As reported earlier this week, BGL’s managing director Ron Lesh said he was “incredibly disappointed” in the advocacy efforts of accounting associations when it came to sorting out the terms of the new event-based reporting regime for superannuation.
Several members have since been in touch with Accountants Daily, saying the lobbying efforts on this issue are reminiscent of the Future of Financial Advice reforms, which saw the wildly unpopular limited licensing regime kick in for accountants last year. Some of these members have voiced their opinion via our sister title, SMSF Adviser. You can view the comments and join the conversation here.
Mr Lesh took particular aim at Chartered Accountants Australia and New Zealand (CA ANZ) and CPA Australia, which CPA Australia has taken issue with.
“CPA Australia consulted widely with members and advocated strongly on our members’ behalf in achieving substantial changes to the reporting framework originally proposed by the ATO,” Stuart Dignam, general manager for policy and corporate affairs at CPA Australia told Accountants Daily.
CPA Australia listed its specific advocacy activities, including a round table between CPA Australia’s Victorian public practice committee and the tax office. It also sought feedback from 15,000 members and consulted with members on its divisional public practice committees.

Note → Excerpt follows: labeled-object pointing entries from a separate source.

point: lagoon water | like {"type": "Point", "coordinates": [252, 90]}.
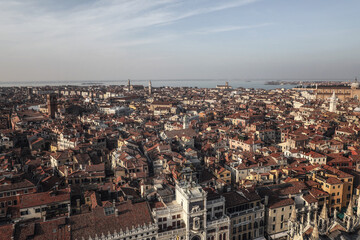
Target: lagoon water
{"type": "Point", "coordinates": [201, 83]}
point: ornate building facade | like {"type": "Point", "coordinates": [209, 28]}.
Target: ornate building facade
{"type": "Point", "coordinates": [308, 223]}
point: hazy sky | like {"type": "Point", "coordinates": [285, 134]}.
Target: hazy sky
{"type": "Point", "coordinates": [43, 40]}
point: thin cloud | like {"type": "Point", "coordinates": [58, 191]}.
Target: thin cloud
{"type": "Point", "coordinates": [230, 28]}
{"type": "Point", "coordinates": [103, 20]}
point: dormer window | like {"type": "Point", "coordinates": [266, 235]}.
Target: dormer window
{"type": "Point", "coordinates": [109, 210]}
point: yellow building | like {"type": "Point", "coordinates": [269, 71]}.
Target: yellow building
{"type": "Point", "coordinates": [347, 181]}
{"type": "Point", "coordinates": [334, 187]}
{"type": "Point", "coordinates": [223, 174]}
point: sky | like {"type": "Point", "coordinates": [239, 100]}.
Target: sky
{"type": "Point", "coordinates": [67, 40]}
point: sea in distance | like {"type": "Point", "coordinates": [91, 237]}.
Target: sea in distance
{"type": "Point", "coordinates": [200, 83]}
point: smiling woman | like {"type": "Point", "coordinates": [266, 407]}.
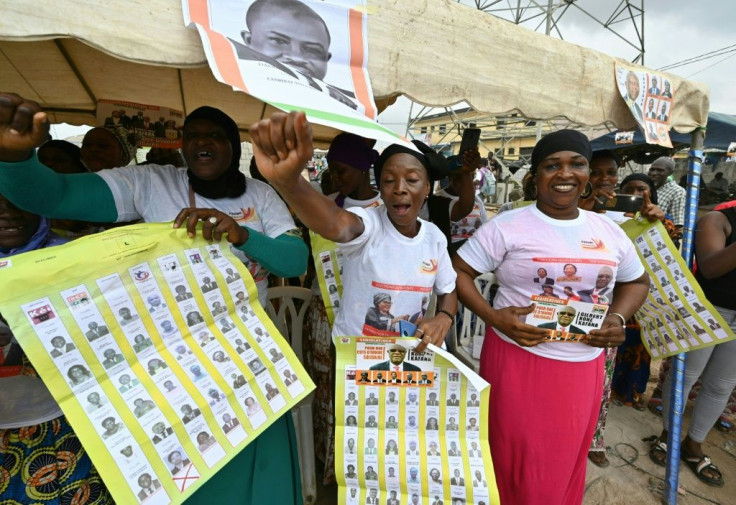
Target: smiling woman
{"type": "Point", "coordinates": [211, 191]}
{"type": "Point", "coordinates": [516, 357]}
{"type": "Point", "coordinates": [384, 248]}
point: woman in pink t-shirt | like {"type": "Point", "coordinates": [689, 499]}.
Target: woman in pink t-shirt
{"type": "Point", "coordinates": [546, 395]}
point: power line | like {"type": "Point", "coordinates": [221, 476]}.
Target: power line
{"type": "Point", "coordinates": [701, 57]}
{"type": "Point", "coordinates": [710, 66]}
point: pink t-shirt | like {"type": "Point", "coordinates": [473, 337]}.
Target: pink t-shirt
{"type": "Point", "coordinates": [528, 251]}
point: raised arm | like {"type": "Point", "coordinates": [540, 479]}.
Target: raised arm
{"type": "Point", "coordinates": [282, 146]}
{"type": "Point", "coordinates": [464, 186]}
{"type": "Point", "coordinates": [36, 188]}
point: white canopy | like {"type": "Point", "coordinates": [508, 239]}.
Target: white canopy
{"type": "Point", "coordinates": [66, 54]}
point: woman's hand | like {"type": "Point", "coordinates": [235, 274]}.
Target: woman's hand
{"type": "Point", "coordinates": [433, 330]}
{"type": "Point", "coordinates": [507, 321]}
{"type": "Point", "coordinates": [598, 196]}
{"type": "Point", "coordinates": [215, 224]}
{"type": "Point", "coordinates": [23, 127]}
{"type": "Point", "coordinates": [649, 210]}
{"type": "Point", "coordinates": [282, 147]}
{"type": "Point", "coordinates": [610, 334]}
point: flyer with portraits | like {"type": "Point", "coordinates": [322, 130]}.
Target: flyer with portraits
{"type": "Point", "coordinates": [650, 98]}
{"type": "Point", "coordinates": [328, 271]}
{"type": "Point", "coordinates": [567, 320]}
{"type": "Point", "coordinates": [676, 317]}
{"type": "Point", "coordinates": [306, 55]}
{"type": "Point", "coordinates": [156, 349]}
{"type": "Point", "coordinates": [409, 428]}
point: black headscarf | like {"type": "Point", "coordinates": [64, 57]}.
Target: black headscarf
{"type": "Point", "coordinates": [232, 183]}
{"type": "Point", "coordinates": [436, 165]}
{"type": "Point", "coordinates": [561, 140]}
{"type": "Point", "coordinates": [646, 180]}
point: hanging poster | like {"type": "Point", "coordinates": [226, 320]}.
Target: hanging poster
{"type": "Point", "coordinates": [304, 55]}
{"type": "Point", "coordinates": [173, 367]}
{"type": "Point", "coordinates": [650, 97]}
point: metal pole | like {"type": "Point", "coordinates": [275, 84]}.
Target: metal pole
{"type": "Point", "coordinates": [677, 401]}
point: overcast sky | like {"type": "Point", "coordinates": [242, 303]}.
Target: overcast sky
{"type": "Point", "coordinates": [674, 30]}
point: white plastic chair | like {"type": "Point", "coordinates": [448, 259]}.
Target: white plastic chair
{"type": "Point", "coordinates": [288, 316]}
{"type": "Point", "coordinates": [473, 329]}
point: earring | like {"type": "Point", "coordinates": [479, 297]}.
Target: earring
{"type": "Point", "coordinates": [588, 191]}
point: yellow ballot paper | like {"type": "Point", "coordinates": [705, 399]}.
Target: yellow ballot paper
{"type": "Point", "coordinates": [409, 428]}
{"type": "Point", "coordinates": [175, 366]}
{"type": "Point", "coordinates": [676, 317]}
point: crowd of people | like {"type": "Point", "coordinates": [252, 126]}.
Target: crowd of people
{"type": "Point", "coordinates": [385, 234]}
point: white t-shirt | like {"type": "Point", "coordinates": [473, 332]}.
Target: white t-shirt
{"type": "Point", "coordinates": [157, 193]}
{"type": "Point", "coordinates": [464, 229]}
{"type": "Point", "coordinates": [382, 261]}
{"type": "Point", "coordinates": [517, 243]}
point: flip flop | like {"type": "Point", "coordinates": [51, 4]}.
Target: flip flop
{"type": "Point", "coordinates": [724, 425]}
{"type": "Point", "coordinates": [698, 465]}
{"type": "Point", "coordinates": [658, 452]}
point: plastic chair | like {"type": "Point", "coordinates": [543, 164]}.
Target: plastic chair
{"type": "Point", "coordinates": [287, 313]}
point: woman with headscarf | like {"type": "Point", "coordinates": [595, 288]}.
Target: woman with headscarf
{"type": "Point", "coordinates": [350, 159]}
{"type": "Point", "coordinates": [546, 395]}
{"type": "Point", "coordinates": [604, 168]}
{"type": "Point", "coordinates": [34, 431]}
{"type": "Point", "coordinates": [211, 190]}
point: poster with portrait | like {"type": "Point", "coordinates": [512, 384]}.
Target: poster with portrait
{"type": "Point", "coordinates": [150, 125]}
{"type": "Point", "coordinates": [409, 427]}
{"type": "Point", "coordinates": [649, 97]}
{"type": "Point", "coordinates": [304, 55]}
{"type": "Point", "coordinates": [156, 349]}
{"type": "Point", "coordinates": [676, 317]}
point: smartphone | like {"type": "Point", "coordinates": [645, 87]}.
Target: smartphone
{"type": "Point", "coordinates": [407, 329]}
{"type": "Point", "coordinates": [624, 203]}
{"type": "Point", "coordinates": [471, 137]}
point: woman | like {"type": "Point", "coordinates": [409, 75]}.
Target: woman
{"type": "Point", "coordinates": [107, 148]}
{"type": "Point", "coordinates": [546, 464]}
{"type": "Point", "coordinates": [350, 158]}
{"type": "Point", "coordinates": [604, 167]}
{"type": "Point", "coordinates": [715, 251]}
{"type": "Point", "coordinates": [39, 434]}
{"type": "Point", "coordinates": [381, 246]}
{"type": "Point", "coordinates": [210, 190]}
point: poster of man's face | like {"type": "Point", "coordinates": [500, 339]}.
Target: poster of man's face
{"type": "Point", "coordinates": [297, 46]}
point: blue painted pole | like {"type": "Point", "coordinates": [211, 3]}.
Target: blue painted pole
{"type": "Point", "coordinates": [677, 401]}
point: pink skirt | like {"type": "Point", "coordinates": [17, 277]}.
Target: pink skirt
{"type": "Point", "coordinates": [543, 414]}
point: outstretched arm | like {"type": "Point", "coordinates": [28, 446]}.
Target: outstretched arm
{"type": "Point", "coordinates": [36, 188]}
{"type": "Point", "coordinates": [282, 146]}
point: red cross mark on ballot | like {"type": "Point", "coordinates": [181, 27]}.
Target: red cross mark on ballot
{"type": "Point", "coordinates": [187, 479]}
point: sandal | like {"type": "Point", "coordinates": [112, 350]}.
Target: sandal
{"type": "Point", "coordinates": [724, 425]}
{"type": "Point", "coordinates": [638, 403]}
{"type": "Point", "coordinates": [598, 458]}
{"type": "Point", "coordinates": [658, 452]}
{"type": "Point", "coordinates": [699, 465]}
{"type": "Point", "coordinates": [655, 406]}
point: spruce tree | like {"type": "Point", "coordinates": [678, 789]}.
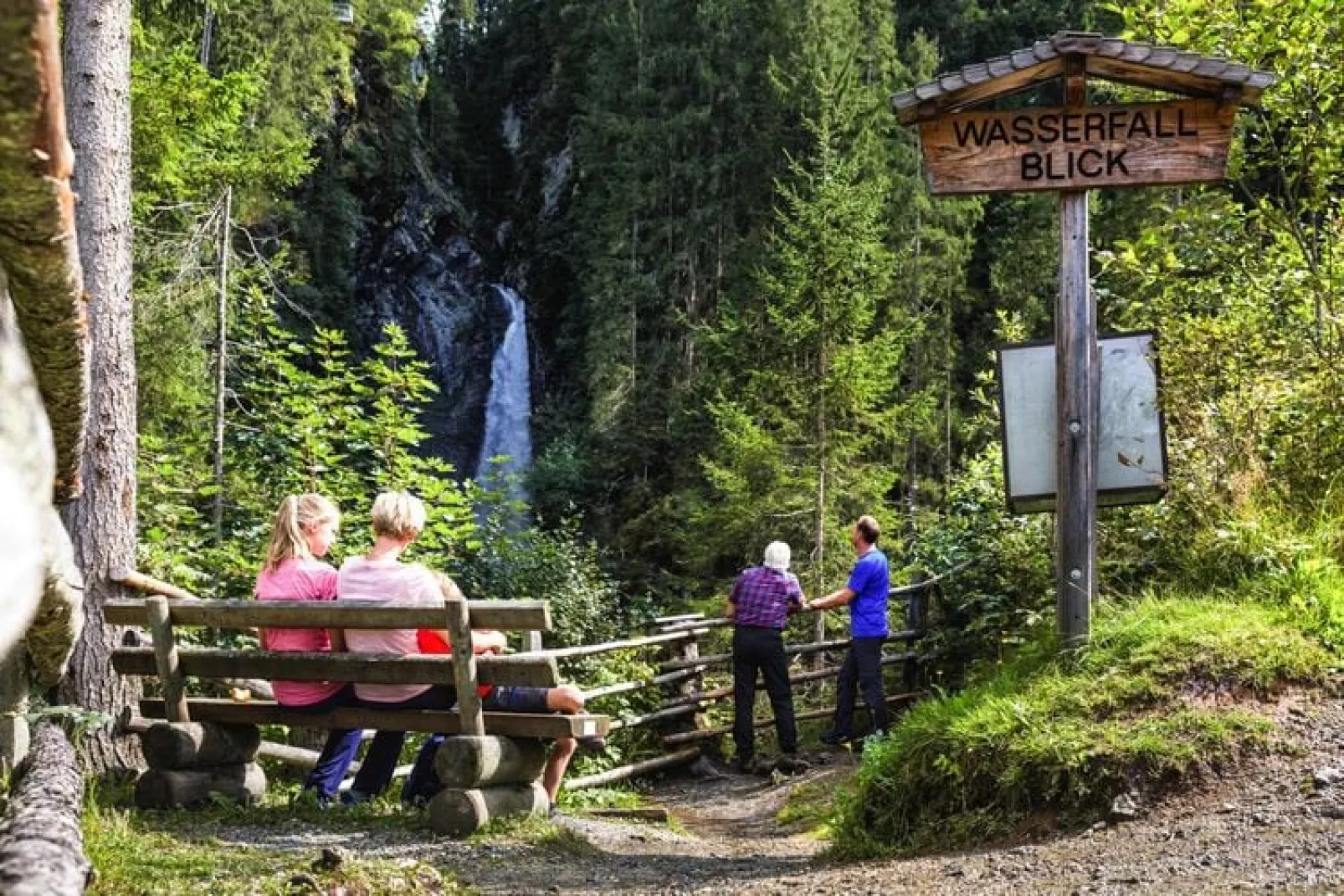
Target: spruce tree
{"type": "Point", "coordinates": [804, 436]}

The association is satisfied with the framework the tax office is proceeding with, which you can read more about here.
“Our submission to the ATO opposed any reporting timeframe shorter than annually at the time the SMSF’s annual return is due,” Mr Dignam said.
“The final requirements, which moved away from the originally proposed monthly or quarterly-reporting options, are a reasonable compromise considering the circumstances and are informed by substantial input from CPA Australia and our members,” he said.
CA ANZ will not comment on the matter.